Media Trail

Rapper apologizes at D. C. Black Pride

Advocate.com reports rapper Wale apologized to LGBT fans for initially pulling out of a scheduled appearance at D.C. Black Pride, where the rapper ultimately performed on May 30.

His management had explained his cancelation by saying the rapper was unaware he would be headlining a gay festival.

Wale commented via YouTube that hip-hop “knows no race, no color, no age, no gender, no sexual orientation.”

He added: “And I apologize for not having my best foot forward to understand the people I’m in business with. And I’m going to do better.”

Judge stays Maine gay marriage order

Portland’s WCSH6.com reports a federal appeals judge blocked an order that Maine officials be given information on donors who helped finance a campaign to repeal Maine’s gay-marriage law.

The May 28 U.S. Circuit Court of Appeals order remains in effect until a further order of the court.
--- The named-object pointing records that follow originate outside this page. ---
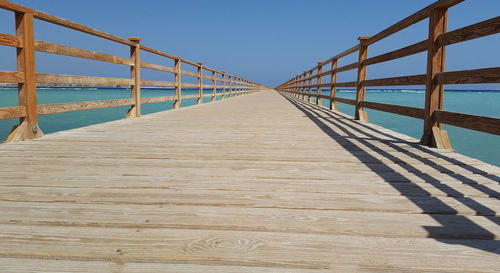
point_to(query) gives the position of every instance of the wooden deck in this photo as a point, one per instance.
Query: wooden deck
(257, 183)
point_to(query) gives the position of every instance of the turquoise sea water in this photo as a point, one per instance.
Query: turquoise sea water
(479, 145)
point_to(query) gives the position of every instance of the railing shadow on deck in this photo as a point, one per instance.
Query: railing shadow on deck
(441, 212)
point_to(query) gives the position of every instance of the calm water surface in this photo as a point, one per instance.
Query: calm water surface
(483, 146)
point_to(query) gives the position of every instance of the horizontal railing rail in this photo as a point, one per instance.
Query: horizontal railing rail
(27, 78)
(434, 80)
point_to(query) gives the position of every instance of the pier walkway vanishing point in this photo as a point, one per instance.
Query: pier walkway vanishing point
(258, 183)
(251, 179)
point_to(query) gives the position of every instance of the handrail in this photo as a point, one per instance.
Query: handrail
(27, 79)
(438, 38)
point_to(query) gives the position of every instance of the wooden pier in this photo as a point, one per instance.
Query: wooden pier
(258, 183)
(257, 180)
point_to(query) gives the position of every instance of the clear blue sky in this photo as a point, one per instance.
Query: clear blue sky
(267, 41)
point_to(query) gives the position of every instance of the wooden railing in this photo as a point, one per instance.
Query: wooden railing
(27, 79)
(434, 80)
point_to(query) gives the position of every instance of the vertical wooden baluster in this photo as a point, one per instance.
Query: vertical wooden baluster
(319, 81)
(223, 85)
(135, 74)
(214, 86)
(360, 113)
(231, 86)
(200, 83)
(433, 134)
(333, 89)
(237, 86)
(309, 99)
(28, 126)
(178, 87)
(304, 86)
(297, 86)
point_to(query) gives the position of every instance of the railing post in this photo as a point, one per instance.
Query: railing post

A magistrate recently recommended that the National Organization for Marriage turn over information about donors and fundraising to the Maine attorney general’s office. NOM was a major donor to last fall’s successful campaign to repeal Maine’s law legalizing gay marriage.

Just before the law was repealed, the state ethics commission decided to investigate whether NOM should have been required to submit names of its donors. NOM maintained that release of names would violate donors’ First Amendment rights.

Lawyers: ‘Mission from God’ to unseat judges

The Huffington Post reports a group of four conservative Christian attorneys campaigning for seats on San Diego’s Superior Court say they’re on a mission from God to replace liberal judges who support abortion rights and same-sex marriage.

“We believe our country is under assault and needs Christian values,” said Craig Candelore, a family-law attorney who is one of the group’s candidates. “Unfortunately, God has called upon us to do this only with the judiciary.”

San Diego District Attorney Bobbie Dumanis, who is a lesbian, says this kind of challenge aimed at packing the court threatens both the impartiality of the bench and the separation of church and state.